I have difficulty with set theory definitions, especially with the problem of throwing 4 dice and calculating the probability of having each pair of these four dice showing the same face. I choose the set incorrectly. The answer to this question is to choose 2 faces out of 6 and arrange the dice with repetition for the 4 dice, and the number of arrangements is 3. So here there are two sets: the first is the set of faces, and the second is the number of dice. The total result is 90. I wanted to reason differently by choosing 1 face out of 6 and then choosing 1 face out of the remaining 5. There I find myself wondering how to arrange them to get the 90 ways.

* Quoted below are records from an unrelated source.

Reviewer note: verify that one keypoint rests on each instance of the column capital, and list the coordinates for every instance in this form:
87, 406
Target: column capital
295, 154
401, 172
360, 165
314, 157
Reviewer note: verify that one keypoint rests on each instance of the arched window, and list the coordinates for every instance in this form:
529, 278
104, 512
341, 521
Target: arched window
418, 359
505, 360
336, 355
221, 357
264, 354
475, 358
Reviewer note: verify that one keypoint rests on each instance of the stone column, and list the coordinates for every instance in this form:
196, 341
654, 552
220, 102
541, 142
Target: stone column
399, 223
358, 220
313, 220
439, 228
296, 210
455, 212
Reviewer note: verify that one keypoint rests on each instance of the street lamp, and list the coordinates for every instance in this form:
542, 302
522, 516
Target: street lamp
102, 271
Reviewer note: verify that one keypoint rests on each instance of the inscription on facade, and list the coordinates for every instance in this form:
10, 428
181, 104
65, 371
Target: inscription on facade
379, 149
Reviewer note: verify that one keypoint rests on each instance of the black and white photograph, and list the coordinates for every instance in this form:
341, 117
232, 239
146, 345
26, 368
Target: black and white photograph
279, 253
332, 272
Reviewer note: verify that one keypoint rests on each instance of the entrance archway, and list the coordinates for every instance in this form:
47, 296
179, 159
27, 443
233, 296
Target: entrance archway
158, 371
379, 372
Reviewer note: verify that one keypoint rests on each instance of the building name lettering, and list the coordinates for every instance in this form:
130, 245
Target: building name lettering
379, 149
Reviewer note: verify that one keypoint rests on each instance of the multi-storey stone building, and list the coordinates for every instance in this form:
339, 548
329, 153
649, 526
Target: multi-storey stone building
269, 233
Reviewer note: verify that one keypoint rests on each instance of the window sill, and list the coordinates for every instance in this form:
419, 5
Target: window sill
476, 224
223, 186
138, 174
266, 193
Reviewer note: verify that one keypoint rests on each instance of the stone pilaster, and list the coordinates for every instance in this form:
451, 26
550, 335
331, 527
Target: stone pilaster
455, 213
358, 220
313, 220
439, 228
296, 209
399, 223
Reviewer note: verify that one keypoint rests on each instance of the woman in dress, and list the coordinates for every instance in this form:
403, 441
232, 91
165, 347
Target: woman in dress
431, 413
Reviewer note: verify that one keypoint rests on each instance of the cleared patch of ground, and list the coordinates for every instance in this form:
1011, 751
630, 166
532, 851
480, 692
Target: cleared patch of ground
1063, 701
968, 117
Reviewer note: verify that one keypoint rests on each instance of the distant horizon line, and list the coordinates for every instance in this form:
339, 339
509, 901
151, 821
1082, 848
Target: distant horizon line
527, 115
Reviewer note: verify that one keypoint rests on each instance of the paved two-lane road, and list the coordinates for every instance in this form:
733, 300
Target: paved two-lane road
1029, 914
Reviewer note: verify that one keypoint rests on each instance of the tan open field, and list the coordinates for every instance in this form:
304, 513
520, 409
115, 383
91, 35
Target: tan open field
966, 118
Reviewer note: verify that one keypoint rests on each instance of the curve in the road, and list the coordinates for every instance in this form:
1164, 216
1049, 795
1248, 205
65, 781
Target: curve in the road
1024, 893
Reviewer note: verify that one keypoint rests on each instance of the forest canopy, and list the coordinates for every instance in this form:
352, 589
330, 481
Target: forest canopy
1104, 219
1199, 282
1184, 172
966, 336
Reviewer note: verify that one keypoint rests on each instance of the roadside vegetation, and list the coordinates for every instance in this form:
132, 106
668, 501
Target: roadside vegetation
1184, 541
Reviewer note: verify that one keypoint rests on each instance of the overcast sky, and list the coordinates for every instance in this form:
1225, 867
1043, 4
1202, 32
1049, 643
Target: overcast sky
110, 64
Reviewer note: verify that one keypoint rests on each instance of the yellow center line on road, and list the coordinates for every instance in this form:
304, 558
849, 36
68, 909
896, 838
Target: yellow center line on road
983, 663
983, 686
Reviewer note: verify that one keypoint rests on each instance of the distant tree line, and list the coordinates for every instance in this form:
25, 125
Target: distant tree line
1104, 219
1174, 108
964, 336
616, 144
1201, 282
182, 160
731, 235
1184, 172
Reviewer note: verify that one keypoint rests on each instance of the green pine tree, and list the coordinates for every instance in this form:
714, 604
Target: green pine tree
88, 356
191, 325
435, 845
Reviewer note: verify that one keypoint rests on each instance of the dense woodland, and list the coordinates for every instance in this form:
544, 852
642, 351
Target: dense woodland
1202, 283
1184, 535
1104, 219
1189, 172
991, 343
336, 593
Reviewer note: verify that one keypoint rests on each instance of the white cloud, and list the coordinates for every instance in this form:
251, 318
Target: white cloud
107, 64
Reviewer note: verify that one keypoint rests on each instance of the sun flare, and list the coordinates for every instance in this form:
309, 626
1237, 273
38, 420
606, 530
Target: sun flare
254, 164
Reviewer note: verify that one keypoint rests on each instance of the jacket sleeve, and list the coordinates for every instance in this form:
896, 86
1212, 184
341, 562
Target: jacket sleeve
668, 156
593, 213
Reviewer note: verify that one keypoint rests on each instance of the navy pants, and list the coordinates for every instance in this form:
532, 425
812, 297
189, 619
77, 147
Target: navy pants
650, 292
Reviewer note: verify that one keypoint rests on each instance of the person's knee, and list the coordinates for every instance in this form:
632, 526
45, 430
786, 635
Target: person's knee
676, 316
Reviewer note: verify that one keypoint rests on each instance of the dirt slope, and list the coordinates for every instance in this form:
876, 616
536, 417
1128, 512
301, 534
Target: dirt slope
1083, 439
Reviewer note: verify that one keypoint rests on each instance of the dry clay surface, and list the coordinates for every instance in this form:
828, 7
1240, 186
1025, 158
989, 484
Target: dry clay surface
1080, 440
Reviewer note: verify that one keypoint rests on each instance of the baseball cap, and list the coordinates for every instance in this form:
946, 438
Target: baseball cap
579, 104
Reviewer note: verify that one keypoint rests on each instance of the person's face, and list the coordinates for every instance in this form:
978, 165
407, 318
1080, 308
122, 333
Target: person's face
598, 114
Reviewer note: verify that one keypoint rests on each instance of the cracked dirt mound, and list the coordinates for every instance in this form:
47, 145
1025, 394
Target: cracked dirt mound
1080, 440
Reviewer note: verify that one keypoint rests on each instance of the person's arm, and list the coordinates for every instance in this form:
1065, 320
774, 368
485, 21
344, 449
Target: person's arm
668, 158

• Do the two pairs have to show different faces, eg $(4,4)$ and $(3,3)$ or can all four faces be identical ? Commented May 23 at 9:20
• They show different faces (4;4) and (3;3) Commented May 23 at 9:52
• Ok, it wasn't clear in the question. Commented May 23 at 10:15

1. First choose the number on the first die (6 options). Next, choose which other die has the same number (3 options). Finally, choose the number on the other two dice (5 options). This gives $$6\times 3\times 5=90$$.
2. First choose two numbers to be rolled: there are $$\binom 62=15$$ ways to do this. Then choose which two dice show the higher number: there are $$\binom 42=6$$ ways to do this. This gives $$15\times 6=90$$.